窓際に歩み寄ると、教授の白髪が夕陽に輝く。

「修士に上がってから就活してもいいんじゃないですか」


 答えを待たず、教授は「じゃあ、お先に」と手を上げて去っていく。


 研究室に長い影が落ちている。


 大学院。学問に強い思い入れがあるわけではない。でも、逃げることと、選ぶことは、違うはずだ。大切な人との時間を、もう少し大切にしたい。

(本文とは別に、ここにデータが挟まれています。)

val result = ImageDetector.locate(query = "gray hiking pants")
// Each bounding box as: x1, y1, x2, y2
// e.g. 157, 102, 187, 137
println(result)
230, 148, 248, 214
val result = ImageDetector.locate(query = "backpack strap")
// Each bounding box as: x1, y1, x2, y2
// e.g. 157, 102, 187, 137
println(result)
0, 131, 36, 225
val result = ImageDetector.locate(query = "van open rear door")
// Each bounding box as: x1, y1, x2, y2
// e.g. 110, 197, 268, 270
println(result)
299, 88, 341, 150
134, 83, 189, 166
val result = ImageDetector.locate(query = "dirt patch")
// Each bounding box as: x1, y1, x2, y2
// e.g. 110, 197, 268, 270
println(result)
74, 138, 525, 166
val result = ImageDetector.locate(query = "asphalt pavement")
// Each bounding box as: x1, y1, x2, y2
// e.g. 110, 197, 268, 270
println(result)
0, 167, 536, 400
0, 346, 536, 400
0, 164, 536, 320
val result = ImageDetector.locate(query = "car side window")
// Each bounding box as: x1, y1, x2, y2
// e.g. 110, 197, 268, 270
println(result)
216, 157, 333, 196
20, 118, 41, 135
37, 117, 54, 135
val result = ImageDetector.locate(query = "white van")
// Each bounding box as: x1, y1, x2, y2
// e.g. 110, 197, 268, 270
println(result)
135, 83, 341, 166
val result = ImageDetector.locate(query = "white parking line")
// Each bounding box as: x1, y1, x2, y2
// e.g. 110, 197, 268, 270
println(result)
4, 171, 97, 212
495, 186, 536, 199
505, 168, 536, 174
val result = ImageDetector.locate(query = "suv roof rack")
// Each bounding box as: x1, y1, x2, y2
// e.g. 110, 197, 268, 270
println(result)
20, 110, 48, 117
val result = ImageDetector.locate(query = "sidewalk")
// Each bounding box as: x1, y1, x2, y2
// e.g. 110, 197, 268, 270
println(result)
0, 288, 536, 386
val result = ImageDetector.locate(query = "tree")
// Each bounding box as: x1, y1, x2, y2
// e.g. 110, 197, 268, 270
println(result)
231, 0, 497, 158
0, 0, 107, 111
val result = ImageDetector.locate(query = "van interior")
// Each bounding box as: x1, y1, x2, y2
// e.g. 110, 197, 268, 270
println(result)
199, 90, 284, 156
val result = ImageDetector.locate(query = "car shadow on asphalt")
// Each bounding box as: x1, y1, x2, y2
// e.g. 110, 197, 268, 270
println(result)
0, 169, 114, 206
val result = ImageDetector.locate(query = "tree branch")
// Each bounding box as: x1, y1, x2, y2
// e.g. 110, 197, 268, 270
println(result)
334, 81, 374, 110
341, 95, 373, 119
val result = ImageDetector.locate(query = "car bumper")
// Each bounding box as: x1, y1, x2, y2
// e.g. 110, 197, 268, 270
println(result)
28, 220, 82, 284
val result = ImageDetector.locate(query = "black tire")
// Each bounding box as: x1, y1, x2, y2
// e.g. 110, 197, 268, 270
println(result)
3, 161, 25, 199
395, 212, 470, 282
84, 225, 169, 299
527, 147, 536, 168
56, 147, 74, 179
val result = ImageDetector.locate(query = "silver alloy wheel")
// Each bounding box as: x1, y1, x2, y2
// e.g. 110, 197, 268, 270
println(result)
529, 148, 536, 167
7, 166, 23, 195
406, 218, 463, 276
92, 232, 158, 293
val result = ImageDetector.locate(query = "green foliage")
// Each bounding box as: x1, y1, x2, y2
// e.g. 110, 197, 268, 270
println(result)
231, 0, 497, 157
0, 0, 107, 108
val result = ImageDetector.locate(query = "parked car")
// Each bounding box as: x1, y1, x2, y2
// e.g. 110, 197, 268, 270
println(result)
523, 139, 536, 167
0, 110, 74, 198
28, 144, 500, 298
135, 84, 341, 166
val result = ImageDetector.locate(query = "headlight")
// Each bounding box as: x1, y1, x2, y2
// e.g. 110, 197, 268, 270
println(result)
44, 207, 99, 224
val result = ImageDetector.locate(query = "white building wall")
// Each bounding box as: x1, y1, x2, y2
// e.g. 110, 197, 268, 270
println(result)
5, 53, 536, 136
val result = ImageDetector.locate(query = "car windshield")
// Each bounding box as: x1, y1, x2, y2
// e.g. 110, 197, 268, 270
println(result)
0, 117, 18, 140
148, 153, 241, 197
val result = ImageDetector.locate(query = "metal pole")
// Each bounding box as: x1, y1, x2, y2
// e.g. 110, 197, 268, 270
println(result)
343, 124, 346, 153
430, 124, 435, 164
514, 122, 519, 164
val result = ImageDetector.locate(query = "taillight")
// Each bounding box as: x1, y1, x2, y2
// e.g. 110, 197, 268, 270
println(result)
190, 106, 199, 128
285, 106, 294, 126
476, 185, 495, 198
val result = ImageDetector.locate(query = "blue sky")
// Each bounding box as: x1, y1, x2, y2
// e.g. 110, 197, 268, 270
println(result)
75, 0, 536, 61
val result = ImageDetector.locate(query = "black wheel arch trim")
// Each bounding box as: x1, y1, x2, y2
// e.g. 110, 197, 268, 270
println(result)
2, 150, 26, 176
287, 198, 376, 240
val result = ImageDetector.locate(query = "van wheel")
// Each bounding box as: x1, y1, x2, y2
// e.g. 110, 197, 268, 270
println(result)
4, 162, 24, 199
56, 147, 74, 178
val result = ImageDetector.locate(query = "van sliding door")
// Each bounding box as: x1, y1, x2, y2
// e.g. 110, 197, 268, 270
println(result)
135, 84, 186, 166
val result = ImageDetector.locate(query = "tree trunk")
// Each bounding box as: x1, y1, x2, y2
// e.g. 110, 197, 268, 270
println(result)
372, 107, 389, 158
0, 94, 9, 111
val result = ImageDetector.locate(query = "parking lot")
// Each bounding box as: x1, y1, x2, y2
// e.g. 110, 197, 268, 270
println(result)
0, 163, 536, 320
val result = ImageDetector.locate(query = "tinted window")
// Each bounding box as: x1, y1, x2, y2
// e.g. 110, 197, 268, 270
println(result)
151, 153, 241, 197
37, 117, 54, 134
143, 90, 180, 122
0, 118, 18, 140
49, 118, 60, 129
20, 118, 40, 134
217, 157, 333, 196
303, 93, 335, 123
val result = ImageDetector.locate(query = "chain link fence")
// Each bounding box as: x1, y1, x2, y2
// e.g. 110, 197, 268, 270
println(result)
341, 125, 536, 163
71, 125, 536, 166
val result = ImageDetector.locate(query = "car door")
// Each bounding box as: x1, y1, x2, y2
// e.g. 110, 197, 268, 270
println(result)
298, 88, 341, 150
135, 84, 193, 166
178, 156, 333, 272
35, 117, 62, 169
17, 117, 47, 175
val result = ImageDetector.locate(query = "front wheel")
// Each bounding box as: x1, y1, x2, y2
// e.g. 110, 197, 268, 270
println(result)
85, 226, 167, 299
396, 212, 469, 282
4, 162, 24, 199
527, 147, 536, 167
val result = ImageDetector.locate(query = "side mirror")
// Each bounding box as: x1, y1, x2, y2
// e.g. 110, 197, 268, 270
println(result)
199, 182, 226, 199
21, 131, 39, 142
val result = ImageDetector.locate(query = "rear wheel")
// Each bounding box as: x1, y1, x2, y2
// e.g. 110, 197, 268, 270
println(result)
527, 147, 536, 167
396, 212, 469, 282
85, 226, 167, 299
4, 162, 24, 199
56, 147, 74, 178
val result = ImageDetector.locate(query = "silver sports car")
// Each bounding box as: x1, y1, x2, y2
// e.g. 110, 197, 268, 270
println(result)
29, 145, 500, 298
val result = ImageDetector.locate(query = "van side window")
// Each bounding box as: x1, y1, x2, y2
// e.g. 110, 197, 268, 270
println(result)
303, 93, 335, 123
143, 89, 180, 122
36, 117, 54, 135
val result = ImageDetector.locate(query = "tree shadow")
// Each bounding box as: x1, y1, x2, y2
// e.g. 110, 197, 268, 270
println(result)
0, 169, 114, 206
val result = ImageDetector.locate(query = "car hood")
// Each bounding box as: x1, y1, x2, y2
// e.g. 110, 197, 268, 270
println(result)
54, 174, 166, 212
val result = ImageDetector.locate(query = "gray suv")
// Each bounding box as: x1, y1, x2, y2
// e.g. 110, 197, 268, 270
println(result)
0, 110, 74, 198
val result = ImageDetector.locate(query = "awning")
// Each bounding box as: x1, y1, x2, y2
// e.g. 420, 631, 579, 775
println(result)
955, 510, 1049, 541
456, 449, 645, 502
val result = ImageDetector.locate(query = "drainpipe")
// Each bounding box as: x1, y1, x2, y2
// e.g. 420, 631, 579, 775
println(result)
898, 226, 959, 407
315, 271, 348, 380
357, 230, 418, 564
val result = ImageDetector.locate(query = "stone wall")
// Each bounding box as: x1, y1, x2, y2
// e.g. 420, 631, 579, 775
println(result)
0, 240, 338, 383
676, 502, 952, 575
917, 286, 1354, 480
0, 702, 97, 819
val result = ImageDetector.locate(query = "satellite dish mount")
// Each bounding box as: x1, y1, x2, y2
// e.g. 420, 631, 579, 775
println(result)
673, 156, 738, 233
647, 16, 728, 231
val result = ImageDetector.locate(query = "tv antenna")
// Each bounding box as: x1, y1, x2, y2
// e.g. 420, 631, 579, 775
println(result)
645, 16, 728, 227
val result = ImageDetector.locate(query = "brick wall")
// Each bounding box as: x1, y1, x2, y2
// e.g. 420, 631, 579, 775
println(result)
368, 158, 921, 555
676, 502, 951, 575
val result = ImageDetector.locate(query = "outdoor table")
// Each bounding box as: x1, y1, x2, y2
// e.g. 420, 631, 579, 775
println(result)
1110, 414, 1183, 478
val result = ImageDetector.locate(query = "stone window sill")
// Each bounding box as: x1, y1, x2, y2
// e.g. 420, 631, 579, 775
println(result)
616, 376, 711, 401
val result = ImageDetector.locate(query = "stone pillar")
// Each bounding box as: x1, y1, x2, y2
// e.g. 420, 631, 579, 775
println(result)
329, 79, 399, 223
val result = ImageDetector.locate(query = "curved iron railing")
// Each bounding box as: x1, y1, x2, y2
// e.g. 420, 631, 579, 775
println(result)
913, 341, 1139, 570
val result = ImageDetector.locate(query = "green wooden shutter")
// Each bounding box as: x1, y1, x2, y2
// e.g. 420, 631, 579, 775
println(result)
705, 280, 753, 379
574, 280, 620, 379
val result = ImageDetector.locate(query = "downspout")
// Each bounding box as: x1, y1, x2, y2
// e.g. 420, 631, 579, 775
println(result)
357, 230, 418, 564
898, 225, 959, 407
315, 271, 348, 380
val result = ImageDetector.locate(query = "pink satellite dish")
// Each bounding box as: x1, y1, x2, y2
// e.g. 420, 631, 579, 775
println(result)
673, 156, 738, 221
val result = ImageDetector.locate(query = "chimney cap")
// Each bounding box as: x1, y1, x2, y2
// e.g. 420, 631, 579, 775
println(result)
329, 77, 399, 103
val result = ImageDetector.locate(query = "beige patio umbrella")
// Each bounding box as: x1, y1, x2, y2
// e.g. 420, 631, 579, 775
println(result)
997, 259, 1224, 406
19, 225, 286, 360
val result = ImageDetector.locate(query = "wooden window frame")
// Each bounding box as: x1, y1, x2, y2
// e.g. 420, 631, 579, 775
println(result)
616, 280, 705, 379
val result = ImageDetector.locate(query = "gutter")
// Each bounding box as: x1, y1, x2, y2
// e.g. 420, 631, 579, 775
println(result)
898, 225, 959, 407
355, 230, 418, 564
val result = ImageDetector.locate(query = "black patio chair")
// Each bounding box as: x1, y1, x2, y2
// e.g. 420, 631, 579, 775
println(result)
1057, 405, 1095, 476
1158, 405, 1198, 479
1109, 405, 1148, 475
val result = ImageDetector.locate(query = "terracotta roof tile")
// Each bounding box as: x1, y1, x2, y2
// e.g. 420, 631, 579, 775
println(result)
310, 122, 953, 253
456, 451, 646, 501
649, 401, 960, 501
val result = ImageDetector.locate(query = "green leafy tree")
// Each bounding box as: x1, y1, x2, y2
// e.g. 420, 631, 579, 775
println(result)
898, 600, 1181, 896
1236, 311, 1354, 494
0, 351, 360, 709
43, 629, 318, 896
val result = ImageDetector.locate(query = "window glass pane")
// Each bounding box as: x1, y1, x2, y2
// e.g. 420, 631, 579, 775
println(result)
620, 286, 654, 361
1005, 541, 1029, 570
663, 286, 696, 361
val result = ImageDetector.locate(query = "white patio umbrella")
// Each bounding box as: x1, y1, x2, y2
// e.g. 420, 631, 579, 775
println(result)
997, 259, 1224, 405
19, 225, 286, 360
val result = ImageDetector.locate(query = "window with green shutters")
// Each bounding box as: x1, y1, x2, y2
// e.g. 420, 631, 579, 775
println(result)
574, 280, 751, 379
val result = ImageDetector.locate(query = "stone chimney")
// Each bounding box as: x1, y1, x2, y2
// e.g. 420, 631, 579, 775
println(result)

 研究室を後にする頃には、日が暮れていた。スマートフォンを取り出し、ためらいがちにメッセージを打つ。


「先輩、お話ししたいことがあります」


 返信を待つ間、耳の奥で血が騒ぐ。


 ***


 夏の終わりを感じさせる夕暮れ。あのカフェに向かう足取りが、妙に重い。新緑の季節に先輩と再会した場所。レンガ造りの壁に蔦の絡まる、落ち着いた空間。


「大学院に進むことにしました」


 窓際の席で、カップを持つ先輩の手が、一瞬止まる。


「就活を諦めたわけじゃありません。ただ、今は……」

言葉を探す。

「先輩との時間を、大切にしたいんです」


 ゆっくりとカップを置く音が、静かに響く。


「そんな……私のせいで……」


「違います」

強く否定する。

「研究は嫌いじゃないんです。面白いと思えるところもあって」


 研究室での日々を思い出す。就活の代わりに、データと向き合っていた時間は、確かに充実していた。


「奨学金も貰えそうなんです」


 カップから立ち上る湯気が、夕陽に照らされて煌めく。


「覚えてますか?先輩は言ってくれました」

自分の番だと思い、勇気を出して話し始める。

「素直な方が、好きだって」


「……」

「進学も、問題の先送りに見えるかもしれません。でも、そうしたいんです」


「でも……」


 店内の柔らかな照明が、横顔を優しく照らしている。


「本当に……いいの?」

掠れた声。

「そこまでして、私みたいな人間に……」


「はい」

迷いのない返事。

「先輩との時間に、その価値があると思ったんです」


 潤んだ瞳が、まっすぐこちらを見つめる。


「これからは……」

声が、少しずつ力強さを取り戻していく。

「あなたの作ってくれた時間、もっと大切にしなきゃね」


「色々と撮ってみたいと思ってたものがあるの」

まるで、夢見るように続ける先輩。

「今まで触れられなかった世界を、表現したい」


 窓の外では、夕陽が街並みを染めていた。